First, you will need to find a diode. Radio Shack has the diode in a package of 4 for $ 2.49. This diode is rated at 6 amps. 

Each low beam light is 22 Watts. 22 W + 22 W = 44 W. 44 Watts / 12 Volts = 3.67 Amps. The diode will handle this with no problem.

Once you have your diode, you will need to solder a piece of wire to each end. I used a piece of green 18 gauge wire and a piece of yellow 18 gauge wire. You will be spliceing into a green and yellow wire. There is a silver stripe on one end of the diode. In the picture, I have this marked with a red arrow. You must solder the green wire to this end. Solder the yellow wire to the other end.










Next,

Remove the pod assembly.

There are two wireing harnesses that come from the left handle bar and pass through the pod. One of these harnesses has a green and a yellow wire in it. If you look where it starts out of the plastic assembly by the grip, you should be able to see the wires before they go into the covering. Follow this covering down to an area inside the pod. 

Carefully cut a slit( I cut a 4" slit) into the covering to expose the wires. 

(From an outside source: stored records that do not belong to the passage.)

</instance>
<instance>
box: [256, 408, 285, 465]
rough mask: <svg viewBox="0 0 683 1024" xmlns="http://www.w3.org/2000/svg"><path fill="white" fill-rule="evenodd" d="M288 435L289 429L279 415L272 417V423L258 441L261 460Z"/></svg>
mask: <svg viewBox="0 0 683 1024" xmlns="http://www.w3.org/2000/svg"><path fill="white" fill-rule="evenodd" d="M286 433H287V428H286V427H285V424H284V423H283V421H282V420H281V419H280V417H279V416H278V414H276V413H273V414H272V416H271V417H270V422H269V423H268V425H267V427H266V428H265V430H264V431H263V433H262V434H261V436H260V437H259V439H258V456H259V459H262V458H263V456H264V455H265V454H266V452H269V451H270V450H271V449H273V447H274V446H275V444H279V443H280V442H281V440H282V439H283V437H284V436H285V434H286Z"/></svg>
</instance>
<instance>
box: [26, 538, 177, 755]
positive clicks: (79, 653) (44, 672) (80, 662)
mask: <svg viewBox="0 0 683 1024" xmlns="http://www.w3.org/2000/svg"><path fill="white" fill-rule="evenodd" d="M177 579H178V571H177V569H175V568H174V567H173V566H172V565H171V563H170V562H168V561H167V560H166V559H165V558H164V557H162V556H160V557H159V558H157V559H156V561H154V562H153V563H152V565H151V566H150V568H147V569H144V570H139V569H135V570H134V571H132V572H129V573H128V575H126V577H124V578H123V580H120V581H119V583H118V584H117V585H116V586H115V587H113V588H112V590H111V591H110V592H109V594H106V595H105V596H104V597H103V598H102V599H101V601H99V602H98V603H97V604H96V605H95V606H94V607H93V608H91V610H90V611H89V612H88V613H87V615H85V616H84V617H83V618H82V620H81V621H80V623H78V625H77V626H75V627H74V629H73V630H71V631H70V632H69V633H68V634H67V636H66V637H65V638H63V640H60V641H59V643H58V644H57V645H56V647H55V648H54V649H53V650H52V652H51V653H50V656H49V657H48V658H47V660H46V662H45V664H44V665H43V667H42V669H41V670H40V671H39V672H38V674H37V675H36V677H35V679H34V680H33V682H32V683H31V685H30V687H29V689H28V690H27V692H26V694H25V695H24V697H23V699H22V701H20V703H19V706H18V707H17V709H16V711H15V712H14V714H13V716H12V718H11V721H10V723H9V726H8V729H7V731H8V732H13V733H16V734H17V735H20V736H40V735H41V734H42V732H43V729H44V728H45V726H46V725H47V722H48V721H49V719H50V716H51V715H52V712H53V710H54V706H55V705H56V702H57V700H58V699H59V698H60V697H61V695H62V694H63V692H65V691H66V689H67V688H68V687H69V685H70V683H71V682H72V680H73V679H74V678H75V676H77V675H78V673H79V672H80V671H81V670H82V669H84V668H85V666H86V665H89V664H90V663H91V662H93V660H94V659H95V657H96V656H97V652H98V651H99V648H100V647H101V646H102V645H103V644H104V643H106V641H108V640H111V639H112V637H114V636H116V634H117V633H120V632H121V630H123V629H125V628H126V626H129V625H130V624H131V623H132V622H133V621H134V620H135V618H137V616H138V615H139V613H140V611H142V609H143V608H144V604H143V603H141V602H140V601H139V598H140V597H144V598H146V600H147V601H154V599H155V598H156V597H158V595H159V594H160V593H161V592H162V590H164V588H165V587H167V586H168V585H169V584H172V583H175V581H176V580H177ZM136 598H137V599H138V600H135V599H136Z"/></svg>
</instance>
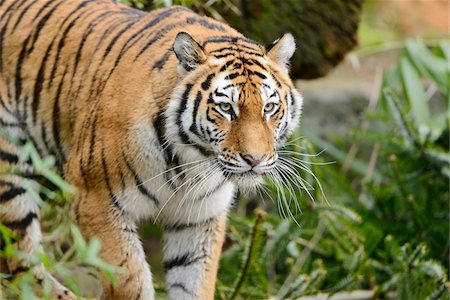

Use a scotch lock to connect your diode yellow wire to the yellow wire, and a scotch lock to connect the green diode wire to the green wire. Use pliers to lock scotch locks.
*Note:* You can solder your wires together if you do not like to use scotch locks.

Test time. Verify that it works properly.

Wrap the area that you cut open with electric tap.

Use nylon wire ties to replace any wire ties that you cut.

Put pod assembly back on.

Thats it


----------



## SPORTSMAN

Basscat , I turn the high/low beam switch half way and wella. both lights on at same time.


----------



## TeamPolarisracing

i mounted a spot light on my front racks. works well.


----------



## Basscat

Sportsman, I had tried that with mine, but it would not stay in between. This was how I solved my problem.


----------



## jig head

Basscat thanks for the post I will be doing that on mine real soon.


----------



## jlc012

basscat thanks for the post, I did exactly what you described and it works great. I have one question though, the diode heats a lot enough to melt the electric tape I put around it. I went and got a 25 amop diode but it heats as well. but it works. Is this normal?


----------



## jlc012

Thanks for post, Is the diode supposed to get hot? like very hot?


----------



## wally-eye

His post was from over 4 years ago.............just wondering if you noticed that.........


----------